AH-ANTQ103: Workshop 3


Spring 2024

Data

In this workshop, we will work with Beazley Archive data and focus more on text analysis and fuzzy dates. This workshop is based on work done by Kalle Valkeakari.

As always, we start by loading tidyverse.

library(tidyverse)
library(rio)

We then load the data. We use a new data set that comes from a link and in the form of a .csv file. This file type is a very common file type for data sets and we can load it in using the import() function from the rio package again.

data <- import("https://github.com/ucrdatacenter/projects/raw/main/AH-ANTQ103/2024h1/Beazley_Archive.csv")

We start by looking at the data.

View(data)

After looking at the data, we have decided that we want the first eight columns and the 10th and 11th column, so we select them using the select() function.

data_short <- data |> 
  select(URI, Vase_Number, Fabric, Technique, Sub_Technique, Shape_Name, Provenance, Date, Attributed_To, Decoration)

Note that we do not always have to write the names of the columns we want to select, we can also select the names of the columns we would like to exclude and the - sign.

data_short <- data |> 
  select(-Inscriptions, -Collection_Record, -Publication_Record, -Inscriptions_II, -Measurements, -Volume, -Weight, -Restorations, -Ornament, -Technical_Observations, -Image_Credits, -Pleiades_URI, -Latitude, -Longitude, -LIMC_ID, -LIMC_Web, -British_Museum_Link, -Ure_Museum_Link, -Bryn_Mawr_College_Link, -Nicholson_Collection_Link, -Notes)

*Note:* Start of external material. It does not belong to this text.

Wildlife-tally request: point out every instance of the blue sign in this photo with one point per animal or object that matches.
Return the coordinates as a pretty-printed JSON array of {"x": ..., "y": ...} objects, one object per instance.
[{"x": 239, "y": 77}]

Although this is obviously more tedious in this example, you will often be confronted with data sets where removing unwanted columns is quicker than listing what you would like to keep.

We might want to check if there are multiple entries for the same object. Luckily there is a Vase Number column, so we can check if there are multiple entries for the same vase number. We can do this using the duplicated() function. We can then use the filter() function to filter the data to only include the duplicated rows.

data_short |> 
  filter(duplicated(Vase_Number))

Given that the tibble that this returns is empty, we can conclude that there are no rows with the same vase number.

We can also check if there are any rows with missing data. We can do this using the is.na() function.

data_short |> 
  filter(is.na(Vase_Number))

Given that the tibble that this returns is empty, we can conclude that there are no rows with a missing vase number.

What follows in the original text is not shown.